With BHS it went something like this. BHS shares cost Green £200m in 2000, which was considerably less than the net assets of £388,086,000 shown in its accounts up to March 1999. However BHS profits had been patchy and the company had an image problem so Green acquired it at a bargain price. This bargain for the buyer is called “negative goodwill” and is shown as an asset on the company balance sheet – although it can also be shown as profit on the profit-and-loss account.

Negative goodwill enhanced BHS’s profit by more than £103m, and to further boost short-term profits, Green sold BHS property worth £106m to Carmen Properties – whose shares were owned by Tina Green. These were then leased back to BHS. These profits were cashed in as dividends: £166,535,000 in 2002 and £256,000,000 in 2004. As a result, little money was used for the business or for pensions and the company was loaded with debt.

By 2004, BHS debts totalled £373,870,000 and net assets were just £5,358,000. For the remaining years of its existence, BHS languished in debt. No more dividends were declared for the Green family but they were repaid a £28,975,000 bond and their companies charged BHS an estimated £124,000,000 in rents.

Huge dividends were also declared in other parts of Green’s retail empire. Green purchased the shares in Arcadia Group, which owns Topshop, through a Jersey-based company, Taveta, for £866,395,000 – a sum which was mostly borrowed from HBOS. Green (as director) later transferred the shares to a newly formed company, Taveta Investments, for shares worth £2.3 billion, effectively revaluing the Arcadia shares – even though Taveta Investments was ultimately wholly owned by Taveta.

Taveta Investments then declared a dividend of £1.3 billion for its shareholders in 2005 – which ultimately went to the Greens as the shareholders of the parent company. By using Taveta Investments, Arcadia’s shares could then be revalued and owned by another company so that the increased value could be in some sense “realised” and qualify as dividends.

The revaluation obviously did not produce extra actual cash. But it did allow accountants PwC to approve the dividends, even though they were funded by loans. Green described it as “a technical move … approved by the courts, the Inland Revenue, our auditors Price Waterhouse Coopers, our lawyers Allen & Overy and our tax advisers, Deloitte”.

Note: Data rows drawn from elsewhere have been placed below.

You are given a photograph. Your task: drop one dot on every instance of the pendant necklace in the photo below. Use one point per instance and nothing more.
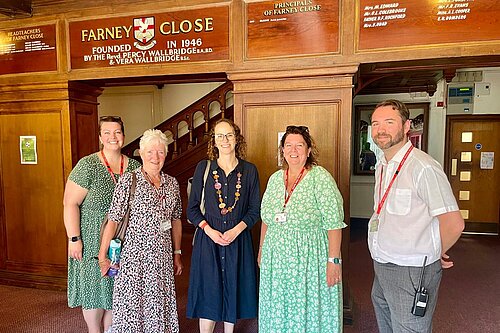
(222, 205)
(109, 166)
(157, 190)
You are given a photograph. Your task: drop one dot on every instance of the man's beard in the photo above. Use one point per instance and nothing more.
(392, 142)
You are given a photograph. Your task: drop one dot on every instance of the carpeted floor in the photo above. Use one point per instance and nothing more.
(469, 299)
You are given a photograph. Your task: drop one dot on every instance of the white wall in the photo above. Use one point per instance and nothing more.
(138, 106)
(362, 185)
(176, 97)
(143, 107)
(487, 104)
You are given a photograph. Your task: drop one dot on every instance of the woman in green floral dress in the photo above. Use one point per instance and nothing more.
(87, 198)
(299, 254)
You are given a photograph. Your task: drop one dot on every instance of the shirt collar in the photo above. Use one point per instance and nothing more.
(401, 153)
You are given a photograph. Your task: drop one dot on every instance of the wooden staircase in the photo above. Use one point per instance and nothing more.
(189, 136)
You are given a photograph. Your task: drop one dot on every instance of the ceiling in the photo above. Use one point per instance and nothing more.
(16, 8)
(415, 75)
(372, 78)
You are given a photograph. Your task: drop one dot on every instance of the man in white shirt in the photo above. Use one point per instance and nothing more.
(416, 216)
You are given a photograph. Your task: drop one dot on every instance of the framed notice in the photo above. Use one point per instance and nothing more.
(27, 147)
(30, 49)
(390, 24)
(281, 28)
(156, 38)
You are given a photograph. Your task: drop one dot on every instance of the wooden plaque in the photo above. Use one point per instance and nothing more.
(26, 50)
(384, 24)
(292, 28)
(184, 36)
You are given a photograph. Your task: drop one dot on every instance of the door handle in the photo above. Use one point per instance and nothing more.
(454, 166)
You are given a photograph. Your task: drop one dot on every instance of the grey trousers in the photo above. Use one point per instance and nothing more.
(393, 292)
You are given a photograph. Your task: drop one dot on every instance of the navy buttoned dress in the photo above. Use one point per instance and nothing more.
(222, 280)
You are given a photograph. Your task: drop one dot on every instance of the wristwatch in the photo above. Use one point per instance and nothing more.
(74, 238)
(336, 261)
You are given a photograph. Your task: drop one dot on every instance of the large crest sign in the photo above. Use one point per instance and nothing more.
(144, 31)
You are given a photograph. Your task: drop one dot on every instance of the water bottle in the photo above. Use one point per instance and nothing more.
(114, 255)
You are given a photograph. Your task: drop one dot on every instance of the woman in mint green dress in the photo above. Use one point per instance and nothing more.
(299, 255)
(87, 198)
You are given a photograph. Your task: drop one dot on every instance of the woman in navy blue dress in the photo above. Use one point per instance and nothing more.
(222, 280)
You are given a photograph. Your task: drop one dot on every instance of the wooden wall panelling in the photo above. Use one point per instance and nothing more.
(84, 119)
(34, 243)
(32, 236)
(265, 105)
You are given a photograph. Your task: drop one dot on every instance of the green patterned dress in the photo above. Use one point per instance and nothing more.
(86, 288)
(293, 295)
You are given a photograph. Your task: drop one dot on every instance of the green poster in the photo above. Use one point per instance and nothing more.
(27, 145)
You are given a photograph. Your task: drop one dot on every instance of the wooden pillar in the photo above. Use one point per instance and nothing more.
(266, 102)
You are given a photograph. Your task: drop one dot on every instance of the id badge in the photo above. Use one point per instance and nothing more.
(280, 217)
(165, 225)
(374, 224)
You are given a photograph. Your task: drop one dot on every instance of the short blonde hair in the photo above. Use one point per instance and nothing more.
(152, 136)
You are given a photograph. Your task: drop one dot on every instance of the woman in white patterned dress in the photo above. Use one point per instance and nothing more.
(144, 298)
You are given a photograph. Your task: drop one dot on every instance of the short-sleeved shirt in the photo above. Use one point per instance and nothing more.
(408, 227)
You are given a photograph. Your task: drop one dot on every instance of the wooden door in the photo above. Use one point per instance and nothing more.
(472, 165)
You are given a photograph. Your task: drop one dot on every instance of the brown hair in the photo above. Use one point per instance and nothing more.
(111, 119)
(396, 105)
(241, 145)
(312, 159)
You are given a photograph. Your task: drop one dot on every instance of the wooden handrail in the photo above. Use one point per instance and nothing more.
(195, 135)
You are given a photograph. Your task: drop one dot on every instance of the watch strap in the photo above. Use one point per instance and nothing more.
(336, 261)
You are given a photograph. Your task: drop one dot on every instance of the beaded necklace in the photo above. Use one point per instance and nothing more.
(222, 205)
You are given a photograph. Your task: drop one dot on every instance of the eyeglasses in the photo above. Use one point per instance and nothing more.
(110, 118)
(220, 136)
(299, 129)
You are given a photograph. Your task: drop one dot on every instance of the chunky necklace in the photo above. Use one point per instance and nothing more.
(223, 209)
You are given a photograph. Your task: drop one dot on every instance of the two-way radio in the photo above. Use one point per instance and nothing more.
(421, 296)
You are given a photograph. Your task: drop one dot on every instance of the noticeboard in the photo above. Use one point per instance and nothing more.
(29, 49)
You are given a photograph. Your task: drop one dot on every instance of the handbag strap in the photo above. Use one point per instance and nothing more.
(132, 188)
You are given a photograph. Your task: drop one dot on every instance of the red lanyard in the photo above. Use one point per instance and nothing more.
(109, 167)
(299, 177)
(381, 203)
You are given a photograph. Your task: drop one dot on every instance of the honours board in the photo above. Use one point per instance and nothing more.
(172, 37)
(282, 28)
(389, 24)
(25, 50)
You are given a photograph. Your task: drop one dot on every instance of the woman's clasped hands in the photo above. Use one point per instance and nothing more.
(223, 239)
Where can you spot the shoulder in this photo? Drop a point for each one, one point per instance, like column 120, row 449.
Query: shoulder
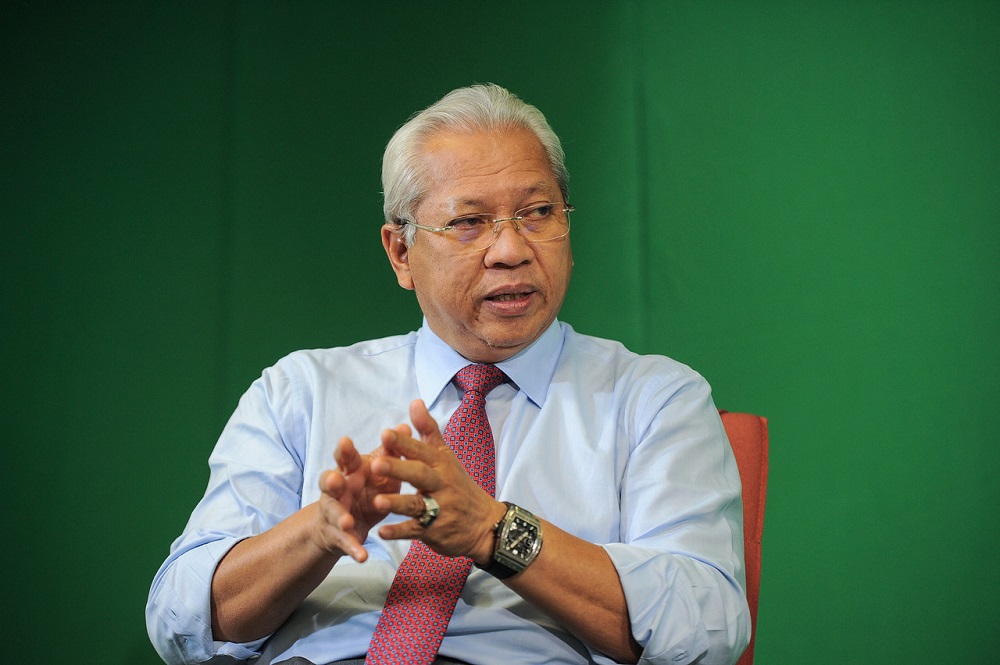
column 359, row 360
column 617, row 362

Squaring morality and the law

So was selling company assets and taking out loans to pay dividends wrong? While common sense screams yes – the law is not as clear and there is no suggestion that the Greens did anything illegal.

Private companies have much more freedom to transfer value to shareholders and need to disclose very little. Public companies that re-register as private companies are treated like small family concerns even where the business and the workforce are unchanged. In BHS’s case, the sale of assets and the taking of loans to fund dividends were a fatal drain on a business that employed more than 11,000 people.

On the other hand, negative goodwill does account for a bargain and a value for the company. The accounts were audited and they were signed off. Similarly, Arcadia’s shares had been revalued by a well-regarded firm – the accounts were upfront about these transactions and they were audited and signed off. And the directors successfully delivered returns for shareholders. Of course, they were the shareholders but that’s usual in private companies.

Green might have pushed the envelope a little – and how much he did will be key to establishing any possible liabilities or disqualification as a company director. However, what Green did for himself, company directors are doing for other shareholders all the time. Their remuneration and employability depends upon it. The pursuit of shareholder value destroys jobs, communities, innovation, investment and the long-term health of the economy, but as long it is a legal imperative, Green’s behaviour is just business as usual.